Polycyclic Geometric Realizations of the Gray Configuration

TL;DR

This paper investigates geometric realizations of the Gray configuration, demonstrating the existence of two distinct Z_3 symmetric realizations and showing that Z_9 symmetric realizations are only weak, with additional unintended incidences.

Contribution

It provides the first explicit constructions of polycyclic realizations of the Gray configuration with Z_3 symmetry and clarifies limitations for Z_9 symmetric realizations.

Findings

Two distinct Z_3 symmetric realizations are constructed.

Z_9 symmetric realization is only weak, with extra incidences.

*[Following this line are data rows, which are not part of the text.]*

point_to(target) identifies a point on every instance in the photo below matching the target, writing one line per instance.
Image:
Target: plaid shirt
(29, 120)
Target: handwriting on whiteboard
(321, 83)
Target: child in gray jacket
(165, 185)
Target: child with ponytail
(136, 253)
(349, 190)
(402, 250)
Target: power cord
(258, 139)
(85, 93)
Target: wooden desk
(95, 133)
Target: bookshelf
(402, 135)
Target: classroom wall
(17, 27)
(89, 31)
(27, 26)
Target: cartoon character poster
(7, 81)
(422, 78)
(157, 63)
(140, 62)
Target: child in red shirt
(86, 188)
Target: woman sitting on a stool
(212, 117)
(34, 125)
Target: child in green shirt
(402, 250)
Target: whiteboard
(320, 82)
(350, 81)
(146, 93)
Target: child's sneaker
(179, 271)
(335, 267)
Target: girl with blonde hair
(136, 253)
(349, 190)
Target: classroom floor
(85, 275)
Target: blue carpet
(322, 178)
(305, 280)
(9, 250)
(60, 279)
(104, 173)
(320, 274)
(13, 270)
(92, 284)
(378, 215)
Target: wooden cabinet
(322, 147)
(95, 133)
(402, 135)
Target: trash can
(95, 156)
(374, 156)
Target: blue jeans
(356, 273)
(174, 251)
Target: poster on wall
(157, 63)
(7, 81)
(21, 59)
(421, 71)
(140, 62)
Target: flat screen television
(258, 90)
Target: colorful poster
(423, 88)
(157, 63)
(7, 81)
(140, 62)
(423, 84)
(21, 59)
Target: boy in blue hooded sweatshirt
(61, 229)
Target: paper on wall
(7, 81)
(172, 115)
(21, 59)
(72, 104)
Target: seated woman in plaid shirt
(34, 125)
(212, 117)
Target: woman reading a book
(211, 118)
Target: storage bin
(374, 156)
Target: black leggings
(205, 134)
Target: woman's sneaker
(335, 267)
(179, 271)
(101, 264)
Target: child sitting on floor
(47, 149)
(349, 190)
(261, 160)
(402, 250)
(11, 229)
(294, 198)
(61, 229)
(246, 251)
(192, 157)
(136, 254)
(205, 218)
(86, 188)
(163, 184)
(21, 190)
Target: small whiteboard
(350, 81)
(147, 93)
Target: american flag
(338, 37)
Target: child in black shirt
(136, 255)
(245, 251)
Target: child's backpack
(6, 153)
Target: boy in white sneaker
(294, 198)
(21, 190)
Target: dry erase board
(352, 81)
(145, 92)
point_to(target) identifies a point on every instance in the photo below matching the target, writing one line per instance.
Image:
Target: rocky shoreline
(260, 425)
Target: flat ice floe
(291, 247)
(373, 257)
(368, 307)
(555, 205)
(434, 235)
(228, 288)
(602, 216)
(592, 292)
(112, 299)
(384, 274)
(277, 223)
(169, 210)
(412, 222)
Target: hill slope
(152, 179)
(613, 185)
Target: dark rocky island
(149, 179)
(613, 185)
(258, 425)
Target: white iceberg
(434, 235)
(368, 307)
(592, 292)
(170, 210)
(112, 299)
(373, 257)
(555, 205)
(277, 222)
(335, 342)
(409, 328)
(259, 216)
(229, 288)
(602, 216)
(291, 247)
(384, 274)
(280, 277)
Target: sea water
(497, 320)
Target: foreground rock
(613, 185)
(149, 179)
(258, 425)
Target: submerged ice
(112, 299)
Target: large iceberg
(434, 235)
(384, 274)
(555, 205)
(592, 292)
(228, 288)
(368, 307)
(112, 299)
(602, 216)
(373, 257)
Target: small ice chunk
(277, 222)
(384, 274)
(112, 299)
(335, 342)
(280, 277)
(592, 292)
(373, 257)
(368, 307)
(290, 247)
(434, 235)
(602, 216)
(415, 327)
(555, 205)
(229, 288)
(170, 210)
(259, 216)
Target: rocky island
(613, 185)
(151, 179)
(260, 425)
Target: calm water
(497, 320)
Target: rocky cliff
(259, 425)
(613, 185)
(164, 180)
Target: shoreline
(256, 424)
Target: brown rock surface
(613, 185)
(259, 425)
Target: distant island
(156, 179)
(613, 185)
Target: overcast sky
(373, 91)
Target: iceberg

The Gray configuration's symmetries influence its geometric realizations.

Abstract

The Gray configuration is a (27_3) configuration which typically is realized as the points and lines of the 3 x 3 x 3 integer lattice. It occurs as a member of an infinite family of configurations defined by Bouwer in 1972. Since their discovery, both the Gray configuration and its Levi graph (i.e., its point-line incidence graph) have been the subject of intensive study. Its automorphism group contains cyclic subgroups isomorphic to Z_3 and Z_9, so it is natural to ask whether the Gray configuration can be realized in the plane with any of the corresponding rotational symmetry. In this paper, we show that there are two distinct polycyclic realizations with Z_3 symmetry. In contrast, the only geometric polycyclic realization with straight lines and Z_9 symmetry is only a "weak" realization, with extra unwanted incidences (in particular, the realization is actually a (27_4) configuration).